Mas o assunto principal mesmo foi a questão do risco do avanço de empreendimentos imobiliários em áreas de conservação ambiental. Inclusive, segundo Mitidieri destacou, o estado do Rio é campeão em destruição de dunas, com destaque para Cabo Frio, que até hoje tenta emplacar construção dentro das dunas do Peró.

Nesse contexto, Mitidieri vai presidir uma audiência pública no próximo dia 12 de agosto para tratar da expansão do estacionamento do shopping Park Lagos. E que esse encontro é justamente para entender como foi autorizada uma obra em área de vegetação nativa. “A gente precisa entender como é esse projeto, nenhum estudo de impacto foi apresentado até agora”, disse ele.

Quanto à participação da Prefeitura nessa audiência – o executivo não mandou nenhum representante nas duas anteriores -, o procurador explicou que desta vez não foi convite, mas sim uma convocação.

O procurador da República ressaltou ainda que esse ano tem sido “bastante peculiar” no quesito pedidos de lincenciamento. “Foram muitos”.

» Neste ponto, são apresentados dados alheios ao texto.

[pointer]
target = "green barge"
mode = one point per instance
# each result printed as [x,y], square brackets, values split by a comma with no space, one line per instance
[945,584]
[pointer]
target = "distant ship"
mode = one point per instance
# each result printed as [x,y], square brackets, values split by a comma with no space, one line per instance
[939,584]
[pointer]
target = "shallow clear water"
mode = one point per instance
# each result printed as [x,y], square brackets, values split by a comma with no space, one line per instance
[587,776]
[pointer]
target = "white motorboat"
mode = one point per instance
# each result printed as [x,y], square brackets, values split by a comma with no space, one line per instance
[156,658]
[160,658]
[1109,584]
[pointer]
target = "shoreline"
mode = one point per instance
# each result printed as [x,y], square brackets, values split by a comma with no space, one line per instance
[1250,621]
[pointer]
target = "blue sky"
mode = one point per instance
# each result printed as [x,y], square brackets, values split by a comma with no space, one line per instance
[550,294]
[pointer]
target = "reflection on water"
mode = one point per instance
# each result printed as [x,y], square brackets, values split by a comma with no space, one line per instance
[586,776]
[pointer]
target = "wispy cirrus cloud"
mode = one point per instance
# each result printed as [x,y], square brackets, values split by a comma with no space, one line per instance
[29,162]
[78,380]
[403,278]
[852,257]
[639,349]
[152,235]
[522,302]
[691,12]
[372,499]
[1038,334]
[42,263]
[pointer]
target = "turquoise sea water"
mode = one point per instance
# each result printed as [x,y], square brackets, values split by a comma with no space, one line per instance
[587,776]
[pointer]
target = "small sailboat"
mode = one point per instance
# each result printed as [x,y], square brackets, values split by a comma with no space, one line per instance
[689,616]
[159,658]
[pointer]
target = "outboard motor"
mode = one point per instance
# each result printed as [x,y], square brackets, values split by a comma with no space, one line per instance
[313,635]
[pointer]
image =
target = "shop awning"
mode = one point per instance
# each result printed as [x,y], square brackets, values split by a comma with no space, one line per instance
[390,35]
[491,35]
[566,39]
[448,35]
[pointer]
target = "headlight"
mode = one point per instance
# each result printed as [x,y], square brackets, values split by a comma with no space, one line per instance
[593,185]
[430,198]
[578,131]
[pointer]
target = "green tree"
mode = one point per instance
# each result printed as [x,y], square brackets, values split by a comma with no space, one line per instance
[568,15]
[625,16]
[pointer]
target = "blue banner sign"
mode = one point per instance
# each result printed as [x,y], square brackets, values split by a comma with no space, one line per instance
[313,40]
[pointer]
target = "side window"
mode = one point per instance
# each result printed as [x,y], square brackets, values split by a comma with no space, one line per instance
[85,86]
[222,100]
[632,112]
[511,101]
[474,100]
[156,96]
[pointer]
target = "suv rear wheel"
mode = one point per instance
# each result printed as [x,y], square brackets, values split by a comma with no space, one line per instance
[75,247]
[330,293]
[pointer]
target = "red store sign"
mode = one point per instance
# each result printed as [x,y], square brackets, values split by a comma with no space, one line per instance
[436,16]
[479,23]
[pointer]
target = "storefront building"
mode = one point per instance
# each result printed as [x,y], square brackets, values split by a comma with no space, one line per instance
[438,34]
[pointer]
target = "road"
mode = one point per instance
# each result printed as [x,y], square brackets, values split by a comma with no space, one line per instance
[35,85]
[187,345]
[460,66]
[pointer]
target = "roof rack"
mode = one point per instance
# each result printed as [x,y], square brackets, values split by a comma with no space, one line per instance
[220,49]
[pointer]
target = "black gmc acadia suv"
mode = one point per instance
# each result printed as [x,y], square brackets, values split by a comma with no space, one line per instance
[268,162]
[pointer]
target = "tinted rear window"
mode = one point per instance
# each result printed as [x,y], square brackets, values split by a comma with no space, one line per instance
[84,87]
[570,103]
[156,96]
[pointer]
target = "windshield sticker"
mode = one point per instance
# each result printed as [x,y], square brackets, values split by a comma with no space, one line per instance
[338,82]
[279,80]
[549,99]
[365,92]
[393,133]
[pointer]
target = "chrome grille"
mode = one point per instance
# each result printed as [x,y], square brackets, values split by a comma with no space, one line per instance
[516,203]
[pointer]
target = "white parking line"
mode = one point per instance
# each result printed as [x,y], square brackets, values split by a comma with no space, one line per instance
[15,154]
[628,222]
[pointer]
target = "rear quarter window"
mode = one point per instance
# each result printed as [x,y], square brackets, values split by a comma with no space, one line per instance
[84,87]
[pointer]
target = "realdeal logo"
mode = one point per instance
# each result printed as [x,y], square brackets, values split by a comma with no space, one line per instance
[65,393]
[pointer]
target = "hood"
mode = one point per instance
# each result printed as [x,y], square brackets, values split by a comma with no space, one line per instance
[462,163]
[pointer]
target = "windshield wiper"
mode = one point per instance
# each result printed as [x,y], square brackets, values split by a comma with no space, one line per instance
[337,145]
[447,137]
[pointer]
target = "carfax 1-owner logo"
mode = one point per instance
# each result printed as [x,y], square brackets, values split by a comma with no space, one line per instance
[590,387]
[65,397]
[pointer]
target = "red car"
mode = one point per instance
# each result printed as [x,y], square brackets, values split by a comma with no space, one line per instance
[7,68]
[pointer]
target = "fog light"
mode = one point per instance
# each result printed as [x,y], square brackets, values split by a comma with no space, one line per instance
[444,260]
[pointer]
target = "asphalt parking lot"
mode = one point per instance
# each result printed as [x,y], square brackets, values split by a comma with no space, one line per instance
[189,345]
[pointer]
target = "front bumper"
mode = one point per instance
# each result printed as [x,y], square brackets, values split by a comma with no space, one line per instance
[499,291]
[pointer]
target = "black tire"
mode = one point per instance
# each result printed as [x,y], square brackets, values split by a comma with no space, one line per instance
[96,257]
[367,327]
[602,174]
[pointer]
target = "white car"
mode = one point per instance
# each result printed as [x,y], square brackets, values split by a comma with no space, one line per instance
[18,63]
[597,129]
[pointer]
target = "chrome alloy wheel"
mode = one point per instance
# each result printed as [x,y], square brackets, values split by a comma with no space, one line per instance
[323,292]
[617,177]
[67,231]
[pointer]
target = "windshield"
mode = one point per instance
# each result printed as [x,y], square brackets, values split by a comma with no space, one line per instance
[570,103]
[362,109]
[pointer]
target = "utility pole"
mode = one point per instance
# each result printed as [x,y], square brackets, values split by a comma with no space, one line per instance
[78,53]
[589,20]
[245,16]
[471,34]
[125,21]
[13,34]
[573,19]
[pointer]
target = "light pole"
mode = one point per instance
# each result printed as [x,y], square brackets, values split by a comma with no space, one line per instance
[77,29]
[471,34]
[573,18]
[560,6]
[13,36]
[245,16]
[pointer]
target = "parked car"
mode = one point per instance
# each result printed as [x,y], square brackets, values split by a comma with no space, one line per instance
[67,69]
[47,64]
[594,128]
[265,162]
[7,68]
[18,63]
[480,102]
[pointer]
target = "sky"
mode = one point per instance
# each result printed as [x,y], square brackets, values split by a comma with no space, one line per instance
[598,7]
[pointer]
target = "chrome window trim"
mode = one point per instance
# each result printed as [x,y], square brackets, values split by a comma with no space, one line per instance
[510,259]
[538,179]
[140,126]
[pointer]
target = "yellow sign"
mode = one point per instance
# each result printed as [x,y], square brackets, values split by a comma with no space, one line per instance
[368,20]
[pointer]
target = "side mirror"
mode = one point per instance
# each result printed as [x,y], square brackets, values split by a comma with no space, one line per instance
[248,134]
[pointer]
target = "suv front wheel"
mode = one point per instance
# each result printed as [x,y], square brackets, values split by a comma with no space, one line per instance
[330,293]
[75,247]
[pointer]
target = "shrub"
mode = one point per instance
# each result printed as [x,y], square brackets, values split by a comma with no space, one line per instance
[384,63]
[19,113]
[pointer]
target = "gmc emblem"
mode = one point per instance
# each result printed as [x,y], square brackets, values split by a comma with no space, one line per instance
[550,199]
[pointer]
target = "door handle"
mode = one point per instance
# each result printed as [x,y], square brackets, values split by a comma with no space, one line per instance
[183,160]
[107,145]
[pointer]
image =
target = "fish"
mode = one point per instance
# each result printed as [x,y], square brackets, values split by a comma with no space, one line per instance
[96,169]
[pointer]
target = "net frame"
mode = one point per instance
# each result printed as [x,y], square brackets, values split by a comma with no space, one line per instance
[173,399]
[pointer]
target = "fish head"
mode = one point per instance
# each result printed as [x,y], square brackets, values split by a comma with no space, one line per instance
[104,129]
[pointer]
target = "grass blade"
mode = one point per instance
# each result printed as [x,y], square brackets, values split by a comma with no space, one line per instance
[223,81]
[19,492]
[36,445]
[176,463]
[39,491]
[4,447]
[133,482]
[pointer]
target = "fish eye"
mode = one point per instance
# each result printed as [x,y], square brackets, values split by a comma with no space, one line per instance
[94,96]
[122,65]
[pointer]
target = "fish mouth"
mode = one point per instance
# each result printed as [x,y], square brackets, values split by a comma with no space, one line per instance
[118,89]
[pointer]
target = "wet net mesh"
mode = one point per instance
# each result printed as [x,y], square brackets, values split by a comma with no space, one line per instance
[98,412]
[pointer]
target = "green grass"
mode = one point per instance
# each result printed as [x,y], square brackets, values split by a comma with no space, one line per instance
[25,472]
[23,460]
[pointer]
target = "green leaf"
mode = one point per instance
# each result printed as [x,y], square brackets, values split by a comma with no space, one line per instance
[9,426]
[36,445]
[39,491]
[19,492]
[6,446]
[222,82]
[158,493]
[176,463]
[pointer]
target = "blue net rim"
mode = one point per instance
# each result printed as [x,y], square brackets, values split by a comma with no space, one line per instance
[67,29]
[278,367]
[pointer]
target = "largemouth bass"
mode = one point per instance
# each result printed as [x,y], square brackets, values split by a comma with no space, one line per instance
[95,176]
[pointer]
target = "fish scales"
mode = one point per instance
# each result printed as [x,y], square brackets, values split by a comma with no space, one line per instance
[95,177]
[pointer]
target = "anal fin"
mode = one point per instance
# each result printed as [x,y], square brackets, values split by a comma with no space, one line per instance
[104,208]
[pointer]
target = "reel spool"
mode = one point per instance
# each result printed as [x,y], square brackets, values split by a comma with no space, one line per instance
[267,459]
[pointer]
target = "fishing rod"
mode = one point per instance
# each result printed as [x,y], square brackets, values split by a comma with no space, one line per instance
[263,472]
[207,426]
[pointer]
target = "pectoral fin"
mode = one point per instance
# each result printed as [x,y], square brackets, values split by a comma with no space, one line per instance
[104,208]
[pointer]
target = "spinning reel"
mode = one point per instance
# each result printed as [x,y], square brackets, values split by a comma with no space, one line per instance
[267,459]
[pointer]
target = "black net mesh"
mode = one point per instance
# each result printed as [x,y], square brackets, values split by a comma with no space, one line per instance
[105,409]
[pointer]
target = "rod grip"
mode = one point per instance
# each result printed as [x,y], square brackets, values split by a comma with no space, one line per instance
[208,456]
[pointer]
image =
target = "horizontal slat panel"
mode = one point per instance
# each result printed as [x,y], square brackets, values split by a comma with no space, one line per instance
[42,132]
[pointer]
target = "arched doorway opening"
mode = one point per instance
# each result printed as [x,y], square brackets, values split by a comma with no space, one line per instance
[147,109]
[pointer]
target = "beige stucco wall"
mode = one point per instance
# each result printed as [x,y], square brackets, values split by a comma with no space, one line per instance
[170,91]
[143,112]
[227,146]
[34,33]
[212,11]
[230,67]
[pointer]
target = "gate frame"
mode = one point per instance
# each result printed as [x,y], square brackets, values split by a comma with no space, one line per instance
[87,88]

Falou ainda sobre outras ações que chegaram ao MPF, ajuizadas contra construções em locais de conservação em cidades como Búzios, Araruama e Saquarema. “Hoje devem ser em torno de 100 ações contra construção em faixas de areia e restinga”, disse.

No caso de Búzios, por exemplo, ele citou exemplo das mansões em Geribá, quase dentro da areia. Algumas correm risco real de serem demolidas; outras terão que recuar a área construída em torno de oito a 15 metros. “Construir na areia é absolutamente incompatível com o meio ambiente”.